TIMaCS deals with the challenges in the administrative domain upcoming due to the increasing complexity of computing systems especially of resources with performance of several petaflops.

The project aims at reducing the complexity of the manual administration of computing systems by realising a framework for intelligent Manangement of even very large computing systems based on technologies for virtualising, knowledge-based analysis and validation of collected information, definition of metrics and policies. This framework should be able to automatically start predefined actions additionally to the notification of an administrator. Beyond that the data analysis based on previous monitoring data, regression tests and intense regular check aims at preventive actions prior to failures. The framework to be realised will include open interfaces to be easily bind to relevant existing systems like accounting oder user management systems (user policies, priority, ...). We seek for developing a framework ready for production and their validation at the High Performance Computing Center Stuttgart (HLRS), The Center for Information Services and High Performance Computing (ZIH) and the Computing Center at the Philipps-Universität Marburg.

Objectives

  1. Concept and Implementation of a robust and highly scalable monitoring solution for very large computing systems based on existing tools and supplementary implementations ready for production.
  2. Design and Implementation of a system for partitioning and dynamic user assignment of very large computing systems based on concepts for virtualisation.
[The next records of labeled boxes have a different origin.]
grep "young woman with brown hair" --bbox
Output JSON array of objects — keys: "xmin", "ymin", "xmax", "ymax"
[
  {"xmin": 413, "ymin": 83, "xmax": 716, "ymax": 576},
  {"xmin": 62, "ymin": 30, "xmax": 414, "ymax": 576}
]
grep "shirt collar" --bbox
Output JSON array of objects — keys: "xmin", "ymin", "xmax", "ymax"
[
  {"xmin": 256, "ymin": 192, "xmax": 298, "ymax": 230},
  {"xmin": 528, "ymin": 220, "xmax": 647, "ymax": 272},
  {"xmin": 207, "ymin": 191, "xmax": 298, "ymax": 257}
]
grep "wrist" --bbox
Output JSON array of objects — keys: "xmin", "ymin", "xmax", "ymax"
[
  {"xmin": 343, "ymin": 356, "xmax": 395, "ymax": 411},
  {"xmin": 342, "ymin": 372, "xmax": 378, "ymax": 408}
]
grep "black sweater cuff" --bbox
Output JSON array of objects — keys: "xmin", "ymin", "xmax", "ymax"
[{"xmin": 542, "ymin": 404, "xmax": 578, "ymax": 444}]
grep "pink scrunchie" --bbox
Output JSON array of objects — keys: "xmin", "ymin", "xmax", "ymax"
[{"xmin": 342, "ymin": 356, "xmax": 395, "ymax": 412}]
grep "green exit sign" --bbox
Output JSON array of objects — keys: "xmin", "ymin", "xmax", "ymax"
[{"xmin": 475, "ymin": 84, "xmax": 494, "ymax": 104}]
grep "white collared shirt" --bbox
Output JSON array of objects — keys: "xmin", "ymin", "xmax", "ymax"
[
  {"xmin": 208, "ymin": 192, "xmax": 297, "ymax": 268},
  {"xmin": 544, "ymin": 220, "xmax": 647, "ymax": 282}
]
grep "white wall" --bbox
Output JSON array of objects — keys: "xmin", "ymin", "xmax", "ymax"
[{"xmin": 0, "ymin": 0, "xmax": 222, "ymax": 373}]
Easy setup or removal of single compute nodes out of a heterogeneous or hybrid system will be included.
  3. On top of that a management framework will be developed which supports different automisation and escalation strategies based on policies: notification of an administrator, semi-automatic to fully-automatic counteractions, prognoses, anomaly detection and their validation under production conditions.
  4. Tools for detection and automatic error handling as well as concepts and realisation of preventive actions to check the infrastructure i.e. between jobs and supporting regular maintenance.
  5. Sustainability by defining standard conform interfaces and an integrated framework targeting at the combination of not yet synchronised developments of tools for monitoring and management, in cluster virtualisation, policy based management and knowledge based data analysis.